Car changing is a big deal
Senior reviews writer Mario Christou has spent a week with the Mercedes C300e Estate, and he thinks that more families should consider a wagon for their next motor – instead of a big SUV
The Mercedes C-Class needs little introduction, having been a thorn in the side of the BMW 3 Series since the 1990s; long before the Mercedes GLC, BMW X3 and Audi Q5 SUVs became the darling cars of families looking for a posh, practical set of wheels.
While it may not have anywhere near the road presence of a hulking 4×4 with an enormous grille or aggressively-sloping roofline, living with a C-Class Estate for a week after a GLC Coupe reaffirmed something I’d almost forgotten – the humble family estate car is a far nicer car to live with.

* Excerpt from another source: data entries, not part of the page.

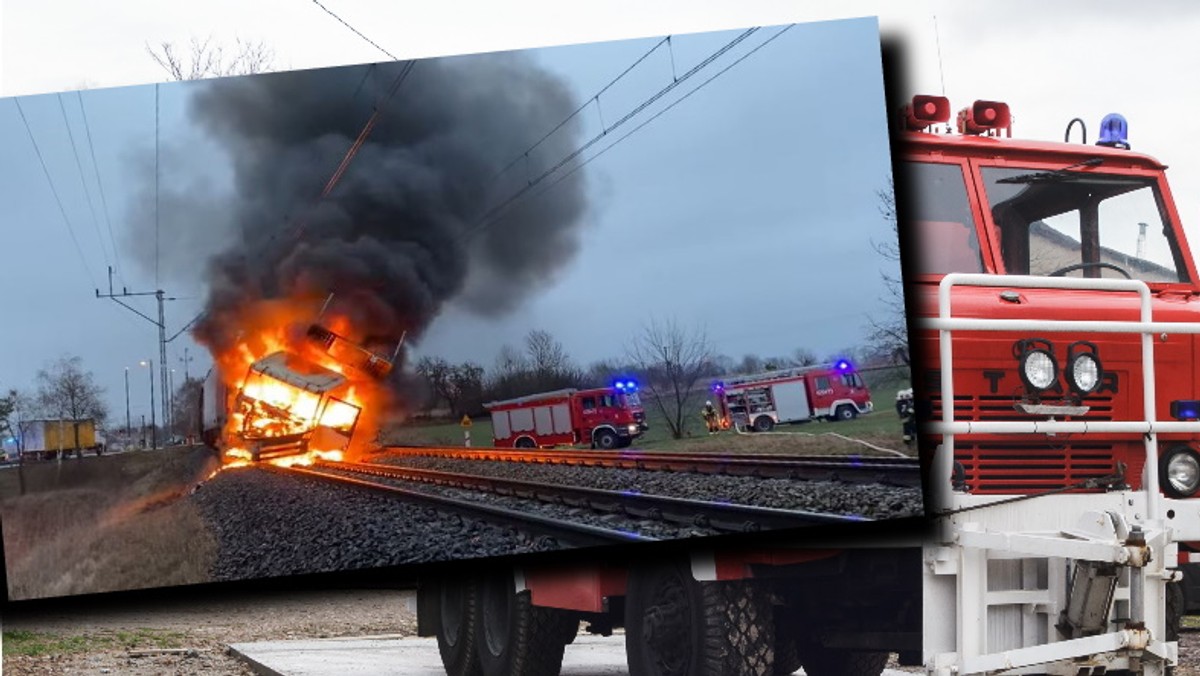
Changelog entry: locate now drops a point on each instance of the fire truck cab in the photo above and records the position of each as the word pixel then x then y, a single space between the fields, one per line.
pixel 605 418
pixel 760 401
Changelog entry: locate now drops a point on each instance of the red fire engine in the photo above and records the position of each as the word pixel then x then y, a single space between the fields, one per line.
pixel 761 401
pixel 604 418
pixel 1054 538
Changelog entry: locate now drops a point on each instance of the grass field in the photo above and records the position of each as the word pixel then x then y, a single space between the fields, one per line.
pixel 105 524
pixel 881 429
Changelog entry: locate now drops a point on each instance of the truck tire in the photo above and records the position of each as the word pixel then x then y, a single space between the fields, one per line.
pixel 605 440
pixel 820 660
pixel 676 626
pixel 514 636
pixel 787 658
pixel 457 616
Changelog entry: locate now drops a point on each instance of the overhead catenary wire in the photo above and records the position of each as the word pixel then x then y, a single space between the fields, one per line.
pixel 349 154
pixel 100 184
pixel 41 160
pixel 493 215
pixel 586 103
pixel 490 215
pixel 373 43
pixel 83 181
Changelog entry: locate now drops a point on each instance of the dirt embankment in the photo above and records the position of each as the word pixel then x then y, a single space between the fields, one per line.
pixel 105 524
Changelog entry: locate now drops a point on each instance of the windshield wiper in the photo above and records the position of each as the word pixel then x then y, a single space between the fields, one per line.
pixel 1062 174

The bigger GLC may be rather handsome, but I wouldn’t call it much better looking than the C-Class. In fact the smaller Mercedes got far more compliments from friends and family than its larger sibling, with its sharper nose, crisper light shapes and more distinguished silhouette.
It’s not as though the bigger, more expensive Mercedes has a nicer cabin, either. Much like a matryoshka Russian nesting doll, open up the C-Class and you’ll find a near-identical interior to the one you get in the GLC; swoopy centre console, crisp infotainment graphics and pretty vents on top of a plush, trimmed dashboard.

Some of the material quality lower down is questionable, with scratchy plastics on the doors and near the seat bases – and the C-Class has a weirdly small foot rest – but otherwise the cabin is very upmarket and pleasant to be in.
There’s lots of space in the C-Class Estate, with highly adjustable front seats, plenty of useful cubbies to keep items hidden away and enough headroom and legroom in the back for tall passengers to feel comfortable.

The boot is an adequate 490 litres in most versions, but if you need all of that capacity then avoid the PHEV which loses a whopping 130 litres of space to the car’s batteries.
But the C-Class’s real advantage compared to an SUV such as the GLC comes in the way it drives. Around town it’s far more comfortable, with only the sharpest, deepest potholes thumping through the cabin; other rough sections of road are simply ironed out. Visibility is far better when manoeuvring, and the lighter steering is less taxing when in a tight space.

You get a better motorway experience in the C-Class Estate too, because its suspension is even more adept at absorbing blows at high speed while the well-insulated cabin keeps wind and road noise at bay. It feels stable on a country lane, even around sharp bends, but the steering doesn’t offer much feedback so the practical Mercedes is never all that fun to drive, yet still gives you enough confidence to carve through corners.
All of that, combined with the fact that you’ll pay £15,000 less for an entry-level C-Class Estate compared to a base-model GLC, or £20,000 less than you would for a GLC Coupe, and picking the estate car is a no-brainer, really, unless you’re adamant to be behind the wheel of a big, imposing SUV.